第30回 カクヨムコン

 KADOKAWAが運営する、このカクヨム。大手出版社が運営するだけあって、コンテストの種類が豊富です。短編のコンテストや、中編のコンテスト、長編のコンテスト、ボイスドラマの原案のコンテスト、といったさまざまなコンテストが開かれています。KADOKAWA自体が前述したとおり、ウェブ発の小説を新文芸しんぶんげいと位置づけたこともあり新文芸しんぶんげいのコンテスト、ドラゴンノベルス小説コンテストも今年で5回目になりました。


 カクヨムで活動するのであれば、やはり見逃せないコンテストがあります。カクヨムWeb小説コンテスト、通称カクヨムコンです。また同時期に開催されるカクヨムWeb小説短編賞も同じです。カクヨムコンはこれまでの連載で語ってきたように、作家にとってターニングポイントになっていることが多いのです。

 カクヨムコンはカクヨムが謳っているように日本最大のウェブ小説のコンテストです。しかしウェブ小説のコンテストは他にもあります。小説家になろうが主に運営しているネット小説大賞ですね。このコンテストは主にライトノベルを対象にしているコンテストです。カクヨムコンはライトノベルに関わらずライト文芸や角川ホラー文庫などの一般文芸も対象になっています。これは作家の向かう場所によってさまざまですし、それぞれがどこへ行きたいかでコンテストの参加は決めてみるといいと思います。

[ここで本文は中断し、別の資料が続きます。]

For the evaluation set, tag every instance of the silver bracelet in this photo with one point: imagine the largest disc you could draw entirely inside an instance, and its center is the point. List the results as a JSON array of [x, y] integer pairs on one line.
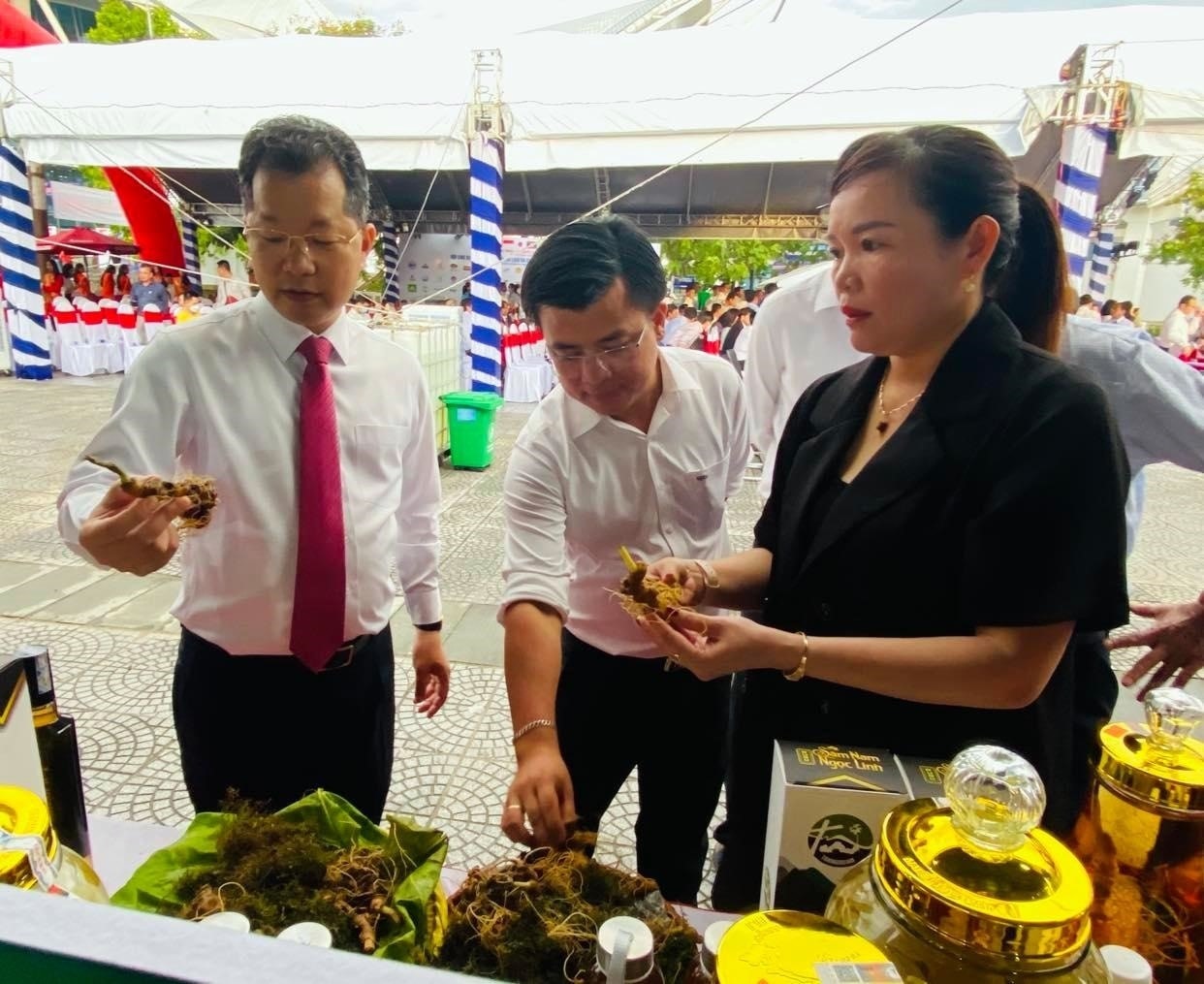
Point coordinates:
[[532, 726]]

 カクヨムコンに挑戦する意義はなんでしょう? それはKADOKAWAの編集者が実際に小説を見るという点でしょう。読者選考はたしかに高いハードルです。それを超えられれば、じっさいに書籍の編集者が見るというのは大きなポイントです。ほんとうに売り物になるかを真剣に考え、検討してくれる、これだけで心強いと思います。サイトの流行も選考に大きく左右されるでしょうが、カクヨムを超えて書籍化するということは市場に出るということでもあります。厳しい世界ですが、挑戦する価値は十分にあります。

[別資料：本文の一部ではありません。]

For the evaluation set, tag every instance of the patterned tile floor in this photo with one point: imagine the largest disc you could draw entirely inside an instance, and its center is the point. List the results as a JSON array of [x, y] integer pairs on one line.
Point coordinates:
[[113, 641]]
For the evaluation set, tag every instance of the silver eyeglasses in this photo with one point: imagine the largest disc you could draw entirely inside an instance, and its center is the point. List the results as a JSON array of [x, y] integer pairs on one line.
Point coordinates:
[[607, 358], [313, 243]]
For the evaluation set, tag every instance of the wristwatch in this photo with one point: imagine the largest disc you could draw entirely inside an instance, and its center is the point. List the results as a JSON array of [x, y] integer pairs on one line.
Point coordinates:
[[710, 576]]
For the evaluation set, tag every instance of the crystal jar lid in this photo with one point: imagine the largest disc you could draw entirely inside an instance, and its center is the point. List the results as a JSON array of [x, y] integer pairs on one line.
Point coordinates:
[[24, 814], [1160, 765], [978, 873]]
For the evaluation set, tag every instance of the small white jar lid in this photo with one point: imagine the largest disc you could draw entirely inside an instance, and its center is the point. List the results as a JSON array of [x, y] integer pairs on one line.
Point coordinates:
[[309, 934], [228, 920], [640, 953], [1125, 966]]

 カクヨムコンは作家にとってどんな場所になったかをお話ししましょう。私の場合はカクヨムでどんなひとがどんな作品を書いているか知るきっかけになったと思います。普段、目にするランキングやおすすめの作品、そうした分かりやすい指標しひょうはありません。カクヨムコンに参加することで確かにカクヨムには人間がいたと再確認しました。開催される自主企画、Twitterを通した交流、レビューの熱さ……作家同士のつながりを一度つよく体験しました。

 きょうも誰かが小説を書いています。それは自分のための楽しみだったり、楽しむ読者の顔を想像してだったり、いろいろだと思います。カクヨムを知るためにカクヨムコンに出てみるのもおすすめします。それはあなたの生活に灯火をもたらしてくれるでしょう。